- Born: c. 1649 Oyster Bay, New York
- Died: 1703 Oyster Bay, New York
- Spouse: Deborah Underhill
- Children: Uriah Townsend Robert Townsend Elizabeth Townsend
- Parent(s): Henry Townsend and Anne Coles

= Henry Townsend (Oyster Bay) =

Henry Townsend (c. 1649–1703) was the son of Henry Townsend, an early settler of the American Colonies.

==Biography==
Henry Townsend was the son of Henry Townsend who immigrated to the colonies from England. Eventually Henry Townsend settled in Oyster Bay, where his son Henry Townsend was raised. Townsend Society of America DNA testing project has established that the Oyster Bay family is not related to Thomas Townsend of Lynn, MA. The county of origin in England for Henry, John and Richard Townsend is not known.
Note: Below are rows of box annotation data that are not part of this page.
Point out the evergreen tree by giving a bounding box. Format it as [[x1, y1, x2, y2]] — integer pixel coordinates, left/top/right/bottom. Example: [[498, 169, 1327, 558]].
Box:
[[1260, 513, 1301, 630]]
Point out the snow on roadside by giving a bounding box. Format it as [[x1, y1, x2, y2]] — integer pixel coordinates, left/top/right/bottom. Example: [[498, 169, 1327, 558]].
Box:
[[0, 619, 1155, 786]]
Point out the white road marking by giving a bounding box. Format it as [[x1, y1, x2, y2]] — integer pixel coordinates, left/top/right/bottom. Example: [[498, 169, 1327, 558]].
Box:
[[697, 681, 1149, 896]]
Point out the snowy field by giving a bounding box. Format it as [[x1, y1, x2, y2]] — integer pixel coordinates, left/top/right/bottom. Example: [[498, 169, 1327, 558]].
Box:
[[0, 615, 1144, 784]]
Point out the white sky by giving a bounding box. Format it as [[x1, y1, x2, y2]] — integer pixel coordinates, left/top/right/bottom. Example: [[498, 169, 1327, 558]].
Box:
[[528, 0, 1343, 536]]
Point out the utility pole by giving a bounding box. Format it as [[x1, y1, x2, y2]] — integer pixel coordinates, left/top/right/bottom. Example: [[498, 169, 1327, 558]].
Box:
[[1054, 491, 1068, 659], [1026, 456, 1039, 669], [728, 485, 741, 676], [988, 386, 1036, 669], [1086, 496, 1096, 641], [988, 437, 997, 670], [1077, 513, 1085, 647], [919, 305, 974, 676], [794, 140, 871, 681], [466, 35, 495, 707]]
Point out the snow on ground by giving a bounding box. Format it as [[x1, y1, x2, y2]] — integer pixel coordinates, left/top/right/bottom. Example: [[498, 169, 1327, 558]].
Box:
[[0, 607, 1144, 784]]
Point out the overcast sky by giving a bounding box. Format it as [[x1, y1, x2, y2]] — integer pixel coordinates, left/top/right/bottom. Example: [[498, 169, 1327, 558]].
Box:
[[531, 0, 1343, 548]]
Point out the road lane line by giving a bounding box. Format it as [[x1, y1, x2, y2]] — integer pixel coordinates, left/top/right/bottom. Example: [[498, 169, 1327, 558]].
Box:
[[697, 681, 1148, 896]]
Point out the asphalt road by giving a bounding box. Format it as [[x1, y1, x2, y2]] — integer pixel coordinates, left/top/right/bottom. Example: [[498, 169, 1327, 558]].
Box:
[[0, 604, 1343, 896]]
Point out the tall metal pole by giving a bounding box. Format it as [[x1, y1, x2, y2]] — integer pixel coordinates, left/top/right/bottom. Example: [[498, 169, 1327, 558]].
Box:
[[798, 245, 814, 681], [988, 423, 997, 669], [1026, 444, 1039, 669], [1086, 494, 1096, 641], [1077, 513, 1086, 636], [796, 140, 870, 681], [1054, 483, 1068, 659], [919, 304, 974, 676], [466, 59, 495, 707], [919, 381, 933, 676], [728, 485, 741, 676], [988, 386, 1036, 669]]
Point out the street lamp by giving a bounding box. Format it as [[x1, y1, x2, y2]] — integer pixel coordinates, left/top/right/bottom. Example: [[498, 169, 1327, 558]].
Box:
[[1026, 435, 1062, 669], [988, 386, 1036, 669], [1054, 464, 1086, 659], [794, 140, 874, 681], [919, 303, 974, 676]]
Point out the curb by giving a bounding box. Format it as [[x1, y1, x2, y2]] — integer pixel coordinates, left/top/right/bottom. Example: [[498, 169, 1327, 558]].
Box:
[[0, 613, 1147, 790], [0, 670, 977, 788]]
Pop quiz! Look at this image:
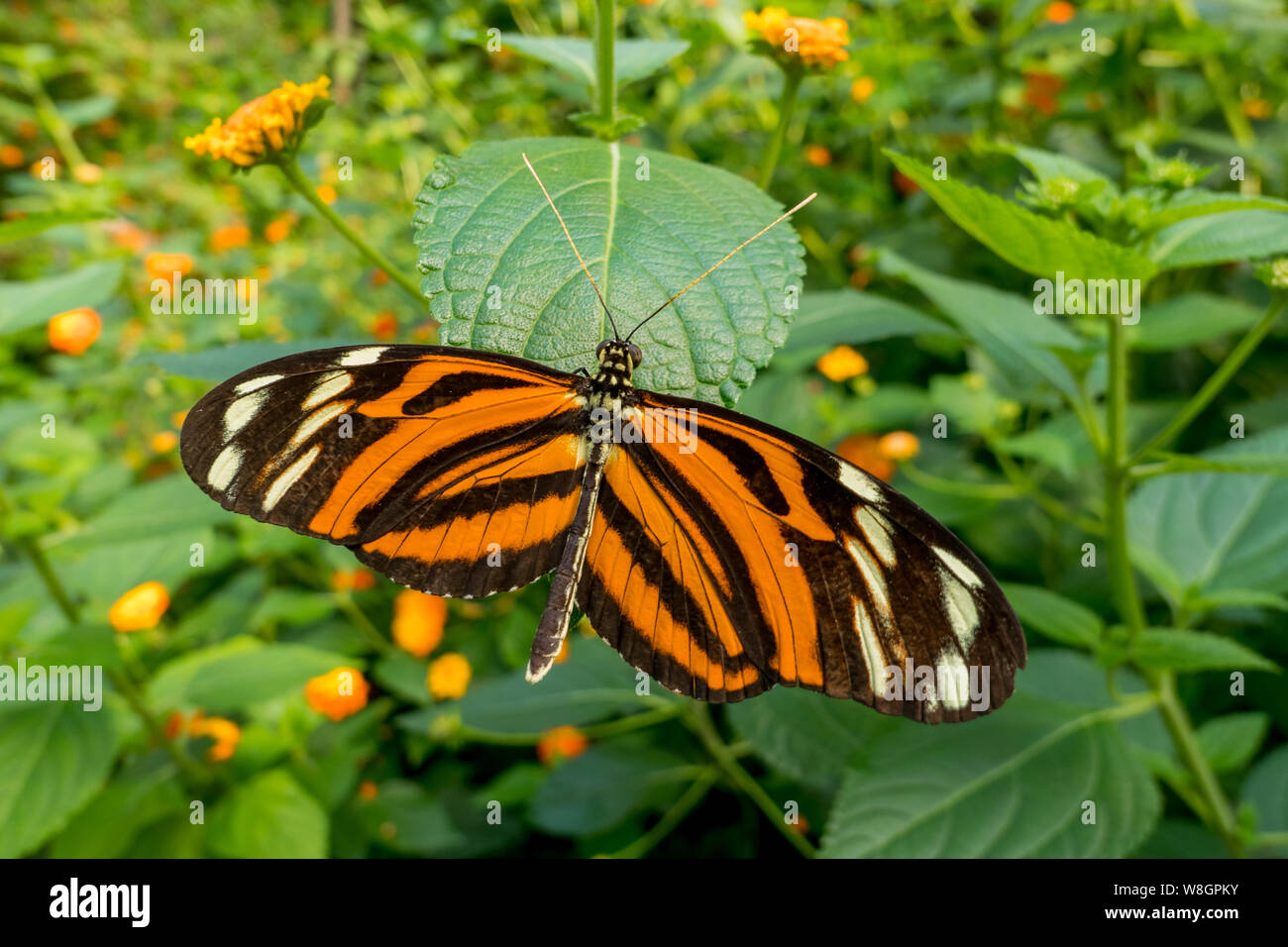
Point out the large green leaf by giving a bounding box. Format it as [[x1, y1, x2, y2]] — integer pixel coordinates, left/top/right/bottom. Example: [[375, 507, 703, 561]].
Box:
[[209, 770, 330, 858], [0, 701, 120, 858], [1149, 210, 1288, 269], [0, 261, 123, 335], [885, 151, 1156, 279], [877, 250, 1082, 398], [1127, 427, 1288, 600], [415, 138, 804, 403], [821, 693, 1162, 858]]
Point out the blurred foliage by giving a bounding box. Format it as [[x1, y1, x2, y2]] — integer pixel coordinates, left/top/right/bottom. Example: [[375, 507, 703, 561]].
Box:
[[0, 0, 1288, 857]]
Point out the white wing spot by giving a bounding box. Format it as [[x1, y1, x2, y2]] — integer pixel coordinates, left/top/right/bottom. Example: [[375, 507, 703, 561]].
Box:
[[931, 546, 984, 588], [854, 506, 896, 569], [300, 371, 353, 411], [336, 346, 389, 368], [224, 391, 268, 441], [206, 445, 242, 491], [287, 401, 353, 451], [836, 459, 885, 509], [265, 445, 322, 513], [233, 374, 286, 394]]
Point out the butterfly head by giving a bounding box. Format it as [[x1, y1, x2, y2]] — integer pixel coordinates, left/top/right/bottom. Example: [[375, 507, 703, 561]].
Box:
[[595, 339, 644, 388]]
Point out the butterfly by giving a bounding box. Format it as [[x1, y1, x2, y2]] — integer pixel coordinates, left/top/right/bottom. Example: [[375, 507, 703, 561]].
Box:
[[181, 156, 1026, 723]]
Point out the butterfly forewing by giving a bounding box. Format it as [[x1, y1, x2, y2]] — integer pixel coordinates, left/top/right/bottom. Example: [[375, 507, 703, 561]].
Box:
[[181, 346, 585, 596]]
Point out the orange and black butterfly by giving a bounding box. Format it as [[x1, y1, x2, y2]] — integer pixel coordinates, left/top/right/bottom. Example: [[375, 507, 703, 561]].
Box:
[[181, 158, 1025, 723]]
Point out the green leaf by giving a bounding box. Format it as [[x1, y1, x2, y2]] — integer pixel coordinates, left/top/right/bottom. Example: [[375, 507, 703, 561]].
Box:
[[1130, 627, 1279, 672], [0, 261, 123, 335], [1149, 210, 1288, 269], [1127, 427, 1288, 601], [0, 209, 111, 244], [209, 770, 330, 858], [396, 642, 670, 734], [1137, 187, 1288, 233], [725, 686, 901, 791], [1239, 746, 1288, 856], [488, 33, 690, 89], [1198, 714, 1270, 773], [0, 701, 120, 858], [1002, 582, 1104, 651], [782, 288, 957, 356], [884, 150, 1156, 281], [877, 250, 1082, 398], [149, 635, 355, 714], [528, 745, 695, 836], [358, 780, 466, 858], [125, 339, 348, 381], [415, 138, 804, 404], [49, 753, 188, 858], [1126, 292, 1261, 352], [820, 693, 1162, 858]]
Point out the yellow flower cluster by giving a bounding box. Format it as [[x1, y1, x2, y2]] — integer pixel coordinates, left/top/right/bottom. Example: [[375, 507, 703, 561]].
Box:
[[742, 7, 850, 68], [183, 76, 331, 167]]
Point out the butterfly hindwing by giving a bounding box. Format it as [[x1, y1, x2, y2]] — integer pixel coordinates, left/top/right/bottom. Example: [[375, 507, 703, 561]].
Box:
[[579, 391, 1025, 723], [181, 346, 585, 595]]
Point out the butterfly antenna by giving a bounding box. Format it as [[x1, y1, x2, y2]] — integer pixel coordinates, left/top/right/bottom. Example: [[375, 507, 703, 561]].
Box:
[[523, 155, 623, 339], [626, 191, 818, 342]]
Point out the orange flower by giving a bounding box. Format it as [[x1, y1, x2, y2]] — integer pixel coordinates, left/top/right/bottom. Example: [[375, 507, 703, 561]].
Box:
[[188, 712, 241, 763], [742, 7, 850, 69], [877, 430, 921, 460], [537, 727, 590, 767], [107, 581, 170, 631], [304, 668, 371, 720], [210, 223, 250, 254], [47, 305, 103, 356], [143, 253, 192, 279], [814, 346, 868, 381], [1046, 0, 1078, 23], [331, 569, 376, 591], [836, 434, 896, 480], [391, 588, 447, 657], [265, 211, 295, 244], [805, 145, 832, 167], [183, 76, 331, 167], [371, 309, 398, 342], [425, 653, 472, 701], [850, 76, 877, 106], [152, 430, 179, 454]]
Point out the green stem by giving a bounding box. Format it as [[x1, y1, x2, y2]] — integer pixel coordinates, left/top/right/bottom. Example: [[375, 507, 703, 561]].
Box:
[[605, 767, 720, 858], [595, 0, 617, 141], [760, 68, 805, 191], [1128, 294, 1288, 464], [1151, 672, 1243, 857], [1104, 318, 1145, 638], [686, 703, 818, 858], [277, 158, 425, 309]]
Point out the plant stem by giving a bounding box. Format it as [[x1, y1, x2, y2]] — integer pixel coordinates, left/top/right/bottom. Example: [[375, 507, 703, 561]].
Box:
[[686, 703, 818, 858], [277, 158, 426, 309], [759, 68, 805, 191], [595, 0, 617, 141], [1128, 294, 1288, 464], [1151, 672, 1243, 857], [1104, 317, 1145, 638]]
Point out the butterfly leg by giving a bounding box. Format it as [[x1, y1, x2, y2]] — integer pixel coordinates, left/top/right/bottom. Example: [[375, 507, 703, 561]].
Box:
[[525, 441, 612, 684]]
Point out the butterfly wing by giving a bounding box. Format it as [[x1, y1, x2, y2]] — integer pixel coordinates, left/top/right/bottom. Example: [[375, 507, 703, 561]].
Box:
[[181, 346, 585, 596], [577, 391, 1025, 723]]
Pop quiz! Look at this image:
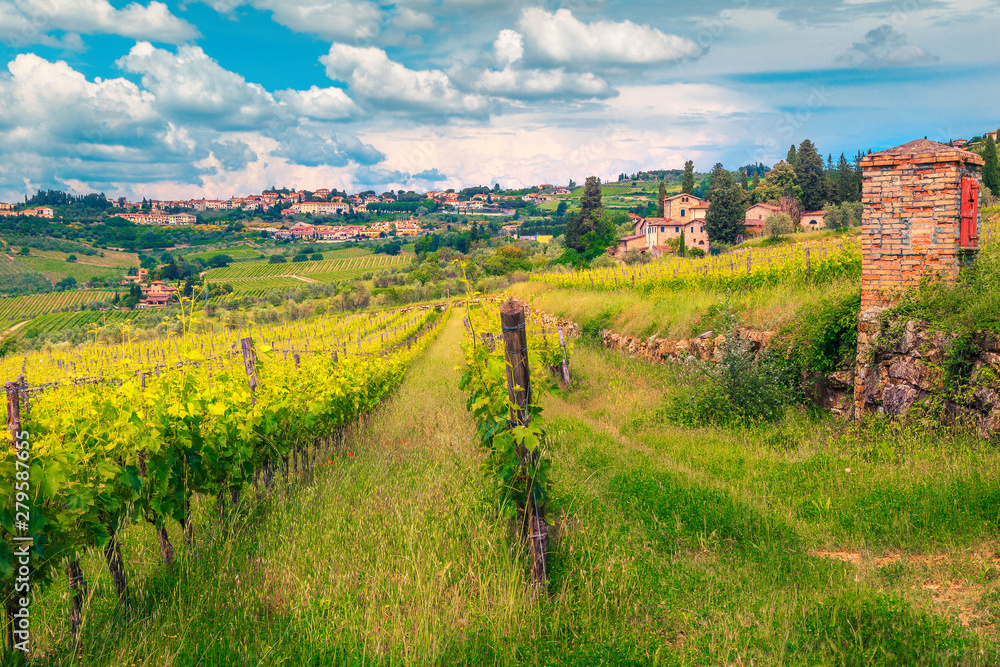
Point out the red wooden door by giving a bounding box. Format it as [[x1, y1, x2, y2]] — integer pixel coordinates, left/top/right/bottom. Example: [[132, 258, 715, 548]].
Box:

Henry Townsend married Deborah Underhill in 1677. Deborah Underhill (1659–1698) was daughter of Captain John Underhill (1597–1672), another important figure in Colonial America who trained the militia of the Massachusetts Bay Colony and served as magistrate of Flushing for a brief period of time, before settling on 150 acre of land outside of Oyster Bay. Captain Underhill was converted to Quakerism by his second wife, thus making the union of Henry Townsend and Deborah Underhill the combining of two of the most influential Quaker families in Oyster Bay.

They had at least four children together: Robert Townsend (b. 1687), Elizabeth Townsend (1692–1756), Henry (d. 1709) and Uriah Townsend (1698–1767).